At this point it is of critical importance that the sensors become operational very fast. Figure 3 shows that optical dissolved oxygen sensors are ready much faster for operation than amperometric sensors are. The difference can be several minutes where, depending on the capacity of the filler, 5, 10, or even 20 hectolitres of beer must be dismissed and have to be treated as waste water. At this stage money is poured through the gully and the filling performance gets weak.

Fig 2

Maintenance

High plant availability is an important economic factor. Thus it’s important that sensors are not susceptible to faults and maintenance, and calibration take only little time. In this respect optical sensors have great advantages compared to amperometric ones. The only consumable part of the VisiFerm DO is the sensor cap that has to be replaced, depending on the treatment and the number of CIP cycles, only every four to eight months. This procedure takes only a few minutes including the calibration with the new cap. Polarisation, replacement of the  mechanical sensitive parts cathode and anode, as well as the refilling of the membrane with electrolyte are obsolete. Maintenance with the VisiFerm is easier and faster.

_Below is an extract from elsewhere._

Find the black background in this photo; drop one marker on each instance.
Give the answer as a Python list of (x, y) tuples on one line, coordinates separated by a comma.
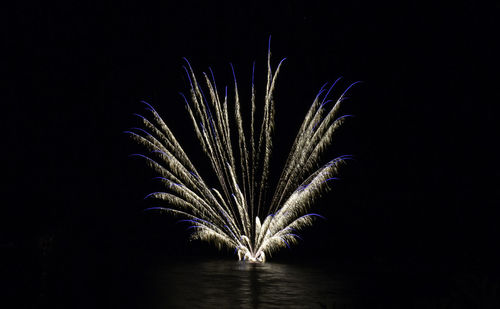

The optical measurement of dissolved oxygen has grown up and is suitable for controlling sophisticated processes. The advantages compared to amperometric measurement of dissolved oxygen are not only the higher plant availability, the robustness, and easy maintenance, but also the missing hyposensitivity to CO2 that can be found for some classical sensors. The VisiFerm DO can thus be used for measurement of the purity of CO2 in the gaseous phase.

The potential abandonment of an external transmitter, the self-diagnosis, and the storage of the calibration data in the sensor head when using the VisiFerm DO is not discussed here. When the advantages are summarised, the return on investment of the change-over to optical measurement of dissolved oxygen can quickly be recognised. In the long term perspective, the VisiFerm DO can contribute to easier operating procedures and better results.